Preceded by Chaturanga, a game with unknown rules presumably invented in India in the 6th century AD and adopted as Shatranj in Persia in the 7th century, chess is widely reported to have entered European life around the 14th-15th century, when the latest new rules applying today were adopted. But the oldest surviving complete chess set, discovered on the Isle of Lewis, northern Scotland and manufactured in Iceland or Norway, dates back in the 12th century.
The first European book mentioning chess was published around 997 in Latin, with the title “Versus de scachis” (chess verses). In 1283 King Alfonso X published “Libro de los Juegos” (The book of Games) including a chess section. But the first book dedicated to chess exclusively is The Gottingen manuscript, published in 1471 and possibly authored by Lucena. Three years later William Caxton published the first chess book in English “The Game and Playe of Chesse”.
Due to the socio-political circumstances and the difficulties of transportation tournament chess didn’t exist in the medieval, so we can evaluate the best players’ strength of that time mainly from their books.

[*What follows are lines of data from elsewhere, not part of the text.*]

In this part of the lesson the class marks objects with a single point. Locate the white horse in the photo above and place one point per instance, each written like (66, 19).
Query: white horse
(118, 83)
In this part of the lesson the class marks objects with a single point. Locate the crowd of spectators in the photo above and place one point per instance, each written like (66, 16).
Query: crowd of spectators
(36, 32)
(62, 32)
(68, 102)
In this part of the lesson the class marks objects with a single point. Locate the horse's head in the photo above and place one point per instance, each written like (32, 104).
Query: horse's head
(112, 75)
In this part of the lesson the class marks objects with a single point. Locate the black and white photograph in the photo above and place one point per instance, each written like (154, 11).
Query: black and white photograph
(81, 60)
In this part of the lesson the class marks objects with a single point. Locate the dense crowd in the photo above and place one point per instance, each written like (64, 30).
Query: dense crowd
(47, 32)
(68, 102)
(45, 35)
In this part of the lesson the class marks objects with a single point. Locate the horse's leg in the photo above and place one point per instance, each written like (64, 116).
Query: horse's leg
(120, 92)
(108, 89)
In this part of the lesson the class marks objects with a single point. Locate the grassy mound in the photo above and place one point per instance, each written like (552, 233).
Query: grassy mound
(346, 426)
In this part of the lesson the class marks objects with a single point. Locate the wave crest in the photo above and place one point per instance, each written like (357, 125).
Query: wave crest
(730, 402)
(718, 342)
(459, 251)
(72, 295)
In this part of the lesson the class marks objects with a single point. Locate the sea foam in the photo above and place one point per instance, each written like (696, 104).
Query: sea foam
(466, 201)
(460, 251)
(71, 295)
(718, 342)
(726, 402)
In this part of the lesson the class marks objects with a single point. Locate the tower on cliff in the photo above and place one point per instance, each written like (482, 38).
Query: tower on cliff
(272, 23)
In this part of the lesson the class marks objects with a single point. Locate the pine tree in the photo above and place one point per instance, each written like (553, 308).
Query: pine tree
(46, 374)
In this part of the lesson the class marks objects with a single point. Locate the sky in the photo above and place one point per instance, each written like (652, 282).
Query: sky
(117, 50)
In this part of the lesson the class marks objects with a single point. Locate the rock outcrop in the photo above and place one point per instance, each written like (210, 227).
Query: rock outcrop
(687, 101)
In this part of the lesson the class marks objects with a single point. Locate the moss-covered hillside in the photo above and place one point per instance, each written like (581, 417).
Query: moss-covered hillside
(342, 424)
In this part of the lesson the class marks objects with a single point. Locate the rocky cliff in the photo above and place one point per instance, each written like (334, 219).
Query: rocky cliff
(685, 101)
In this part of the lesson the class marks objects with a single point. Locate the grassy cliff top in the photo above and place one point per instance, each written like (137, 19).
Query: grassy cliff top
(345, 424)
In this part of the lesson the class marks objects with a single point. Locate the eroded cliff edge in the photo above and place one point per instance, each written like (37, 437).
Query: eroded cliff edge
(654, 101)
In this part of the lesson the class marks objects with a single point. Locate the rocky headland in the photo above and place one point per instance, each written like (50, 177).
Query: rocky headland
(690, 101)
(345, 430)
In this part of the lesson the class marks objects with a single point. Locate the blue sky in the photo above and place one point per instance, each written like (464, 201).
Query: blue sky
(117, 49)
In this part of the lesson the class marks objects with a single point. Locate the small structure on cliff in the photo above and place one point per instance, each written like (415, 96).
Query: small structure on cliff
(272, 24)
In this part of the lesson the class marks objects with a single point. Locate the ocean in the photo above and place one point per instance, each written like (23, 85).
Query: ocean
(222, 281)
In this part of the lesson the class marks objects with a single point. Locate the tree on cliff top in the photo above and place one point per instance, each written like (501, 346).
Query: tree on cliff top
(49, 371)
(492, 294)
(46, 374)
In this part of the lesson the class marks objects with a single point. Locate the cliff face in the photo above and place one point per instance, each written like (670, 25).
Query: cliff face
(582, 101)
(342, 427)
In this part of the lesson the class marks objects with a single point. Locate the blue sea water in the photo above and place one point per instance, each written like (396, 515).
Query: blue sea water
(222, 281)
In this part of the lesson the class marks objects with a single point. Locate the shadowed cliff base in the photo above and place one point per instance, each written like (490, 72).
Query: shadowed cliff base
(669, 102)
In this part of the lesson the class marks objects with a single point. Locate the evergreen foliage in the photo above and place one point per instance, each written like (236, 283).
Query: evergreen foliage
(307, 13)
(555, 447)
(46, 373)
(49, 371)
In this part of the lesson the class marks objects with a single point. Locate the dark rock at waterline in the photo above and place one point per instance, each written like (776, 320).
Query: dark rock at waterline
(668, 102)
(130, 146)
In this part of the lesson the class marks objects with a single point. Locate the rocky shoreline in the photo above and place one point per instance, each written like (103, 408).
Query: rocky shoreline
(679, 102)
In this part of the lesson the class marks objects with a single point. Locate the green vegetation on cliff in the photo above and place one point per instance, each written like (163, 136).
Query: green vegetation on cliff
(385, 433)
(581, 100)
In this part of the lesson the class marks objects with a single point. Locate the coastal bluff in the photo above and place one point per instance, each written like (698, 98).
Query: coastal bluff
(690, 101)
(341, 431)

The first challenge match took place in 1833, opposing the strongest Irish and French players Alexander McDonell and Francois de la Bourdonnais and won by the latter who this way is considered the first unofficial World champion. This tradition continues until 1851 when the German teacher Adolf Andersen won what is considered the first international tournament ever, held in London.
By winning the first official World championship match in 1886 Wilhelm Steinitz became the first official champion. Until the death of the fourth World champion Alexander Alexandrovich Alekhine in 1946, the champion had the right of choosing his challenger and impose his financial conditions. Founded in 1924, the International chess federation FIDE started organizing the World championships according to a rigorous selecting system only in 1948. This was the start of more than fifty years of Soviet (and after 1990 Russian) hegemony, interrupted for only three years when the legendary Bobby Fischer defeated Spassky in the Reykjavik 1972 World championship match. Never before did chess enjoy such a wide and massive spread in the media and the Reykjavik battle was rightly called “The match of the century “. Even though after 1972 Fischer retired from tournament chess, he has the merit of inducing the organizers and federations putting chess on a truly professional level.

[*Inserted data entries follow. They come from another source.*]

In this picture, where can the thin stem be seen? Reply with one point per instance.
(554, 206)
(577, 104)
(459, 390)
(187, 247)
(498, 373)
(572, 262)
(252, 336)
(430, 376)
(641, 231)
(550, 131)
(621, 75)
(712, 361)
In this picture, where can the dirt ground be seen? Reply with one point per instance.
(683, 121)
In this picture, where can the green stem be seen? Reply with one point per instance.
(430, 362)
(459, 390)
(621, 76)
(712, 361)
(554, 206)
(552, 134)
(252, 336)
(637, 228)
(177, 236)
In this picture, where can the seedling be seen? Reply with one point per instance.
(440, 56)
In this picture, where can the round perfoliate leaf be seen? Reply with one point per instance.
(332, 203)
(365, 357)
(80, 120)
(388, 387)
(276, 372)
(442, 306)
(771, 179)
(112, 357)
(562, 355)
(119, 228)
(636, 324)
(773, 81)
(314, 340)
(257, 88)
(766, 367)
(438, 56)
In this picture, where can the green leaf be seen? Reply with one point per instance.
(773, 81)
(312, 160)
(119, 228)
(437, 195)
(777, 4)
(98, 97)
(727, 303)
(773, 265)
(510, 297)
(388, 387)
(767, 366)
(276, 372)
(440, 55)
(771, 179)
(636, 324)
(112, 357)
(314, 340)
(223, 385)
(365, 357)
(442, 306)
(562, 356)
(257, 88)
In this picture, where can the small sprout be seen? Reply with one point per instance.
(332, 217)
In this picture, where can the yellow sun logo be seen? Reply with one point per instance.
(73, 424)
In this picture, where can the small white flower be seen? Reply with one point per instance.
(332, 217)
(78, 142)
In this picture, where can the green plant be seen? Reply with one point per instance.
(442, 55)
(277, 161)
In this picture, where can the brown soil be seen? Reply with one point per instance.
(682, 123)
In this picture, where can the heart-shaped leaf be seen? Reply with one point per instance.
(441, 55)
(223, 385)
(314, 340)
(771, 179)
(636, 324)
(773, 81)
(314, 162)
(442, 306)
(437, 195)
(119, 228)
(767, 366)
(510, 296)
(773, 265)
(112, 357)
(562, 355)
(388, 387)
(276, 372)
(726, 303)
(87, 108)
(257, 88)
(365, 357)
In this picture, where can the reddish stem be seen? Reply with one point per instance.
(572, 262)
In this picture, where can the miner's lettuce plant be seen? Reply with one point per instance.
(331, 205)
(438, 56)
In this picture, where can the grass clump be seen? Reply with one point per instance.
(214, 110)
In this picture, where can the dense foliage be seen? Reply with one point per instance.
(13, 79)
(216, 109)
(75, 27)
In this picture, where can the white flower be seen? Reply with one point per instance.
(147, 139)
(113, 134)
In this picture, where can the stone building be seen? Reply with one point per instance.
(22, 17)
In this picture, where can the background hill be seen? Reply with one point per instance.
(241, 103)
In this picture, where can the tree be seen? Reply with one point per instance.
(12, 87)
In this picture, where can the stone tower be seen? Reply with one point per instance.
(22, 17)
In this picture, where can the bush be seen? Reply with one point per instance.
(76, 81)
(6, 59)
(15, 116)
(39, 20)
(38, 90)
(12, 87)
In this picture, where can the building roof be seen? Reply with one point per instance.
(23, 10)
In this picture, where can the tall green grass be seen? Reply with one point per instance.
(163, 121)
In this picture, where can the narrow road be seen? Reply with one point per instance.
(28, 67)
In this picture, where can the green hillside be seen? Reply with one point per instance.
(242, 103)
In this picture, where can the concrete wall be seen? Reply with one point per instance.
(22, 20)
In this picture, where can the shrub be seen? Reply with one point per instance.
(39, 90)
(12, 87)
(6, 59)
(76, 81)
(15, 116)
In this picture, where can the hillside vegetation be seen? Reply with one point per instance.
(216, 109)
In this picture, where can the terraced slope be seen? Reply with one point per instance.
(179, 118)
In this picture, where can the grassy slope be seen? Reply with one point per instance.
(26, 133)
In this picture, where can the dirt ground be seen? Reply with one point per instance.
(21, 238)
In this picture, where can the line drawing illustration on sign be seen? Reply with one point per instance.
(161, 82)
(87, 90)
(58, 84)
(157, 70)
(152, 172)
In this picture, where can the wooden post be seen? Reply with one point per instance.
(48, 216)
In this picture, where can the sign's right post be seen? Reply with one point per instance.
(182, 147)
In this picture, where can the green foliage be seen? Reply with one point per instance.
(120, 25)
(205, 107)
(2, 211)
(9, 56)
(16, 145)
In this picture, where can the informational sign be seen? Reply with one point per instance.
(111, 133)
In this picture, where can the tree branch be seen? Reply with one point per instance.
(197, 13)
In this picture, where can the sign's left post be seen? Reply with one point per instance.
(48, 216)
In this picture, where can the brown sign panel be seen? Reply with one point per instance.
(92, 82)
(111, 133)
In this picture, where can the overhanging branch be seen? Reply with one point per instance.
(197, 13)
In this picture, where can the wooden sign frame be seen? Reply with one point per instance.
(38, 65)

Many great historic personalities loved chess. During his exile on the St Helen island Napoleon used to rehearse his strategic talent by playing with General Bertrand and Lenin enjoyed solving classical chess puzzles. Benjamin Franklin was an above-average chess player and passionate and wrote the essay “The Morals of Chess”. After a historical introduction he highlighted a series of similarities between chess and real life. A close friend of Emanuel Lasker, Einstein confessed that during the long conversations with the third world champion he had to content himself with the part of the listener.
The dream of creating a chess playing machine stems long before the invention of personal computers. In 1770 Wolfgang Von Kempelen constructed “The Turk”, an automaton chess player which defeated many human opponents. It was eventually discovered that the Turk’s mechanisms were handled by a strong chess master hidden inside. In the ‘60s the sixth world champion Mikhail Botvinnik started working on developing a chess playing program, but due to the level of technology couldn’t reach notable results.

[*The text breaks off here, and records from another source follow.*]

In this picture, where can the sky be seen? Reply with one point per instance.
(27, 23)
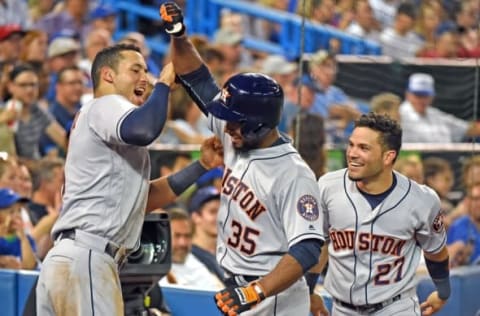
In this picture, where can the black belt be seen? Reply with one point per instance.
(369, 308)
(239, 279)
(110, 248)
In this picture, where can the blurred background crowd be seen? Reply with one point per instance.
(46, 51)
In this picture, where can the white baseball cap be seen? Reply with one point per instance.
(421, 84)
(277, 65)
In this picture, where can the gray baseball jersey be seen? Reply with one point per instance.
(268, 203)
(105, 194)
(100, 172)
(374, 254)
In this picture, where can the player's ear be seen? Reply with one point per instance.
(390, 156)
(107, 74)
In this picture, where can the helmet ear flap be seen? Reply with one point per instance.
(253, 133)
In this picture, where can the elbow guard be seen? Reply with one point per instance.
(306, 252)
(440, 274)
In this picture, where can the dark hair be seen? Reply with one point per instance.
(17, 70)
(390, 130)
(311, 141)
(109, 57)
(435, 165)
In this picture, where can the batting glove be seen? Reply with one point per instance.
(235, 300)
(172, 17)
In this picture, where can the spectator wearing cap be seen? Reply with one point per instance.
(400, 41)
(68, 94)
(14, 244)
(96, 40)
(423, 123)
(73, 16)
(15, 12)
(386, 103)
(104, 16)
(10, 43)
(203, 209)
(187, 269)
(280, 69)
(229, 42)
(292, 107)
(331, 102)
(35, 45)
(62, 52)
(364, 24)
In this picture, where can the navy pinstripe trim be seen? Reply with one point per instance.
(91, 281)
(236, 188)
(354, 235)
(371, 233)
(441, 245)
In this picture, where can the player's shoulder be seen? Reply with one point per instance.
(332, 176)
(421, 193)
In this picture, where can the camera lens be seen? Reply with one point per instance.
(143, 254)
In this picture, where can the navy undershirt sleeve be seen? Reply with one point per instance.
(200, 86)
(306, 252)
(145, 123)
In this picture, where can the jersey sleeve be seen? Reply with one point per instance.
(431, 234)
(322, 191)
(457, 232)
(105, 117)
(302, 217)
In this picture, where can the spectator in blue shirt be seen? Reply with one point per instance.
(463, 237)
(69, 90)
(331, 102)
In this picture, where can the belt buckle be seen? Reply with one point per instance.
(120, 255)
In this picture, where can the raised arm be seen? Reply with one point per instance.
(165, 190)
(189, 66)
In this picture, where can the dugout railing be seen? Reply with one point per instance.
(203, 17)
(15, 287)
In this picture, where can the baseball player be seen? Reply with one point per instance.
(269, 223)
(107, 188)
(378, 223)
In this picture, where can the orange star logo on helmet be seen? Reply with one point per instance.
(224, 95)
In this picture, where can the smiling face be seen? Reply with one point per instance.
(234, 130)
(130, 77)
(367, 158)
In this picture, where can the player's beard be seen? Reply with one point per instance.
(366, 174)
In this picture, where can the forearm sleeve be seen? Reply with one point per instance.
(144, 124)
(200, 86)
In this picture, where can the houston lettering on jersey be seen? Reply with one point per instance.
(342, 240)
(242, 194)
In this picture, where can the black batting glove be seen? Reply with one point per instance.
(235, 300)
(172, 17)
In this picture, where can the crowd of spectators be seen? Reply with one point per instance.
(46, 53)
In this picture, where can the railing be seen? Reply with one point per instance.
(203, 17)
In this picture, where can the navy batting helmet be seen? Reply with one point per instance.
(253, 99)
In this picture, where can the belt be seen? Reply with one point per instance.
(232, 279)
(369, 308)
(118, 254)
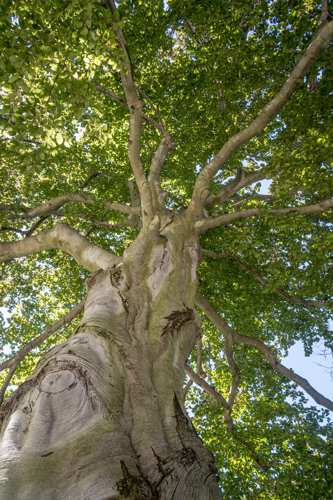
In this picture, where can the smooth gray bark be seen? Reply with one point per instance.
(102, 415)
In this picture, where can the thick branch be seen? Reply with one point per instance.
(235, 337)
(43, 336)
(204, 224)
(62, 237)
(57, 202)
(263, 281)
(201, 190)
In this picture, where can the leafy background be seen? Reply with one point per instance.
(208, 82)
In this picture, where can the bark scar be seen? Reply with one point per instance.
(177, 319)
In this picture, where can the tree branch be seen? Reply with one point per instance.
(201, 189)
(67, 318)
(56, 203)
(115, 97)
(263, 281)
(186, 388)
(135, 107)
(241, 181)
(7, 381)
(206, 387)
(235, 337)
(61, 237)
(234, 371)
(204, 224)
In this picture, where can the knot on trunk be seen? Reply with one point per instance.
(133, 487)
(177, 319)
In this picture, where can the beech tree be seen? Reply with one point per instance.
(134, 140)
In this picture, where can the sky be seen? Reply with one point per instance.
(314, 368)
(308, 367)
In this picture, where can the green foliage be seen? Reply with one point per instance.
(209, 67)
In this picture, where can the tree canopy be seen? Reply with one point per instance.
(238, 92)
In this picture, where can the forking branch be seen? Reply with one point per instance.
(263, 281)
(61, 237)
(202, 186)
(235, 337)
(135, 107)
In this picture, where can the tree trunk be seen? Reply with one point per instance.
(102, 415)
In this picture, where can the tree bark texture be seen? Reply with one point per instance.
(102, 415)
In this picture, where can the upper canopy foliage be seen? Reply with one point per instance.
(209, 68)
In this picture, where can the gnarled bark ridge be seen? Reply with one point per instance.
(102, 415)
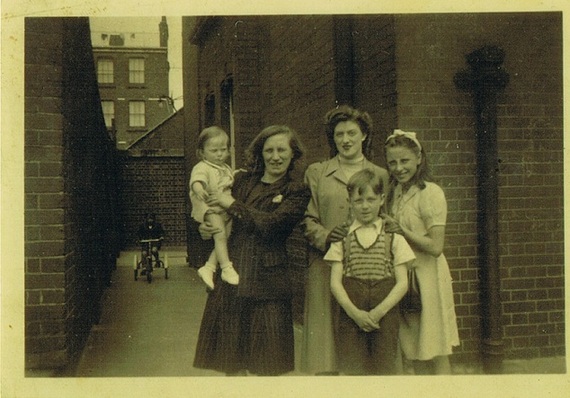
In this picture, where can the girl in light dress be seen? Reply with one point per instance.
(418, 212)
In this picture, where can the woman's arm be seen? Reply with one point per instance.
(283, 219)
(360, 317)
(315, 232)
(395, 295)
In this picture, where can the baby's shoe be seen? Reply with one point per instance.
(229, 274)
(206, 273)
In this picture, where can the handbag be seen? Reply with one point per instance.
(411, 303)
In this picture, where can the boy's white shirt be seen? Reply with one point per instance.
(402, 251)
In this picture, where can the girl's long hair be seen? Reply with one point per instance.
(422, 175)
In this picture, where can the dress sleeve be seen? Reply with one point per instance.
(279, 221)
(335, 252)
(315, 232)
(433, 206)
(403, 253)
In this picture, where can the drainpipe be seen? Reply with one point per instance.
(483, 80)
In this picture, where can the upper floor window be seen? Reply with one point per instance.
(136, 70)
(108, 112)
(105, 71)
(137, 114)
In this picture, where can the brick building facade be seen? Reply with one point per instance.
(132, 72)
(70, 191)
(153, 179)
(401, 69)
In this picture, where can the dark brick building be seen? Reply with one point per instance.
(246, 72)
(153, 179)
(71, 208)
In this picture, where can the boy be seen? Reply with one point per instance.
(368, 279)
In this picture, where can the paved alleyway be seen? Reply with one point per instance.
(151, 329)
(147, 329)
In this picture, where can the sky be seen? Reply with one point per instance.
(145, 30)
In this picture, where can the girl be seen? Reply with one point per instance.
(418, 212)
(212, 174)
(368, 279)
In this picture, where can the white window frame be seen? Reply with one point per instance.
(136, 70)
(108, 112)
(137, 114)
(105, 71)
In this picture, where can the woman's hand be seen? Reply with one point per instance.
(376, 315)
(364, 321)
(222, 200)
(392, 225)
(206, 230)
(338, 233)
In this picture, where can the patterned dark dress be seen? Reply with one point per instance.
(250, 326)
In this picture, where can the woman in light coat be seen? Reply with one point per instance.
(326, 220)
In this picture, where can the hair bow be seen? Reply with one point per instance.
(408, 134)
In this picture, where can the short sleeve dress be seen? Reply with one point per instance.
(433, 332)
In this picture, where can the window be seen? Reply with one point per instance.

The first major achievement of a chess playing program occurred in 1994 when Genius 2, run on a 90 Mhz Pentium I, eliminated Kasparov at the rapid chess Intel Cup in London. It was not long after that computers started defeating the planet’s strongest players, but nevertheless tournament chess kept flourishing more than ever.
In the present around 800 million people know the chess rules. Chess tournaments of all levels can be followed live all over the World due to Internet broadcasting. Chess has indisputable educational merits, explaining why in many countries all over the World it is a part of the kindergarten and primary school education. Children playing chess statistically improve their school performance, adults develop their professional and business skills while for aged persons chess is an optimal defense against Alzheimer’s disease.
But above all chess is entertainment, joy and fun!